Shares in Didi plummeted 5.3% on Friday following the CAC’s announcement, wiping out some of the 16% gain they’d logged since debuting on Wednesday. With U.S. markets closed on Monday for Independence Day, the CAC’s Sunday update has yet to hit Didi stock.

Like Didi, Full Truck Alliance and Boss Zhipin are app-based, and both listed in the U.S. last month. Full Truck Alliance raised $1.56 billion on the NYSE, while Boss Zhipin’s listed parent company, Kanzhun, raised $912 million on the Nasdaq.

The CAC hasn’t publicly disclosed how the three targets might be violating national security, although the administrator’s concern appears to center on how each company stores and shares data.

On Friday, responding to online speculation about the CAC’s motive, Didi vice president Li Min said in a Weibo post that “Didi stores all domestic user data at servers in China, it is absolutely not possible to pass data to the United States.”

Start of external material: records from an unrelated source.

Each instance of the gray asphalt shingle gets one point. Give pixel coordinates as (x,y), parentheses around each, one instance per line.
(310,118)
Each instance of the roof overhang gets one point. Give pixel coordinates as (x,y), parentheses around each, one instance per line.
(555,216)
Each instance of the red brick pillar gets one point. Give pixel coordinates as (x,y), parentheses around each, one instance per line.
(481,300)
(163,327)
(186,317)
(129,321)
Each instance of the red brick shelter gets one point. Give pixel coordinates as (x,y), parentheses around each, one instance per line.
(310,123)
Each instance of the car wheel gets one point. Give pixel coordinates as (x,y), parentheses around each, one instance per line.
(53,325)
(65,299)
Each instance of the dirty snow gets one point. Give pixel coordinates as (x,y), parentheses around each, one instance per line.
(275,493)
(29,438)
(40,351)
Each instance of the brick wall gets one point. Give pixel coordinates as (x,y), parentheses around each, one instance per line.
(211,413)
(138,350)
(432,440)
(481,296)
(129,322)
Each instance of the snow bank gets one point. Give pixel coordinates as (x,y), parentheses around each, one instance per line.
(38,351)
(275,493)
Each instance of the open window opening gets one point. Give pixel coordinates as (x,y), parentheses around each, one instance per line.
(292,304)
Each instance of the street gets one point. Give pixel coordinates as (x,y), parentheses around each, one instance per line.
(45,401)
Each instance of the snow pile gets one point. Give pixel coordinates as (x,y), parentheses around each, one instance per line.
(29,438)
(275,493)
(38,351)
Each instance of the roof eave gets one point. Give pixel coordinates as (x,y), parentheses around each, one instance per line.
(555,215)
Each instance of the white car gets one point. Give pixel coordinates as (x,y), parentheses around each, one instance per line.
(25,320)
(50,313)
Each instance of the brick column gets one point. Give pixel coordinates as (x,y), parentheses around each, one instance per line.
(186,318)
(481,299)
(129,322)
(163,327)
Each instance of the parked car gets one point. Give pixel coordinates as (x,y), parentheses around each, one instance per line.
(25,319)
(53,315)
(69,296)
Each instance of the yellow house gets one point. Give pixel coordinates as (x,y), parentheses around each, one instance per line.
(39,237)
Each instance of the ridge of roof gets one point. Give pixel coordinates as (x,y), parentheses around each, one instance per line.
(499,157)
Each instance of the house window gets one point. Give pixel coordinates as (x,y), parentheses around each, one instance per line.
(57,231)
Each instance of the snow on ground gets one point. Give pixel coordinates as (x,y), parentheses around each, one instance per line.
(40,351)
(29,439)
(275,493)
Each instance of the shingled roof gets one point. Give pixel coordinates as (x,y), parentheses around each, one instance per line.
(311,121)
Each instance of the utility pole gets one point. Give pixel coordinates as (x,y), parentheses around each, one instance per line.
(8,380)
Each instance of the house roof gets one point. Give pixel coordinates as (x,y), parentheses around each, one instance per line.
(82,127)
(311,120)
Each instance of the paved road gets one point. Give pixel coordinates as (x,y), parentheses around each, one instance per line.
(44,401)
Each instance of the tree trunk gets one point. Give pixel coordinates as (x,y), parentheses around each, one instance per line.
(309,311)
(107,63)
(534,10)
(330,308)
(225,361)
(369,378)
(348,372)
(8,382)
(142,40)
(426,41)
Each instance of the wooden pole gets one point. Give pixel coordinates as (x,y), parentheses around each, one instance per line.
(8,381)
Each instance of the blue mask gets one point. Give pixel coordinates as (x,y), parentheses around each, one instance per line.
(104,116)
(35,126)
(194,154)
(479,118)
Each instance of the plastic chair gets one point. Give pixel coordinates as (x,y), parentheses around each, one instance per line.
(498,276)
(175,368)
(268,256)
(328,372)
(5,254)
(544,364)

China passed its first-ever data security regime, called the Data Security Law, last month and will implement it on Sept. 1. The DSL gives Beijing the power to fine or shut down tech firms deemed non-compliant as a matter of national security.

The CAC probe also marks a new turning point in China’s Big Tech crackdown, whereby regulators are citing cyber and national security concerns as justification for added pressure. Previously, China’s State Administration for Market Regulation (SAMR) carried out investigations of tech firms by invoking competition and financial concerns, as seen with the probe into Alibaba’s Ant Group last year.

The CAC probe is a signal that the regulator “can and will enforce its cybersecurity laws,” says Michael Pang, managing director at consulting firm Protiviti. “It’s the most high-profile cybersecurity investigation to date. It serves as a reminder to companies, both domestic and foreign, that they should take cybersecurity regulation seriously.”

The CAC’s actions sent a chill across Chinese tech stocks on Monday. Hong Kong’s Hang Seng Tech Index sank 2.2% to a seven-week low of 7,712.

With the probes, Beijing is indicating that “business goals should be fully state-aligned,” said Kevin Francis Marcaida, research lead at equity research platform ChineseAlpha.

Didi’s temporary ban on new user sign-ups will likely be “relatively benign” for the company that already has 377 million active users in China, says Kirk Boodry, analyst at Redex Research who publishes on SmartKarma. The review could take between 30 and 45 days and “may turn up nothing,” he said. But the timing of the CAC’s investigation “seems strange… that it has kicked off with companies newly-listed in the U.S.,” says Boodry.

The U.S. perception is that Beijing has “cynically timed its regulatory blow to fall after Didi had sucked up U.S. investors’ cash,” said a Monday note by Gavekal Research. The timing of the CAC’s action against Didi will encourage the Securities and Exchange Commission to follow through on plans to force U.S.-listed Chinese firms to comply with auditing rules, the note says.

The review from the CAC is the second government probe into Didi’s operations in as many months.

In June, China’s antitrust regulator, the State Administration for Market Regulation (SAMR), reportedly launched an antitrust inquiry into Didi. Analysts suspect the investigation cooled investors’ interest in Didi, forcing it to target a lower valuation in its IPO last week. The offering gave Didi a market cap of $68 billion rather than the $100 billion it had hoped for weeks earlier.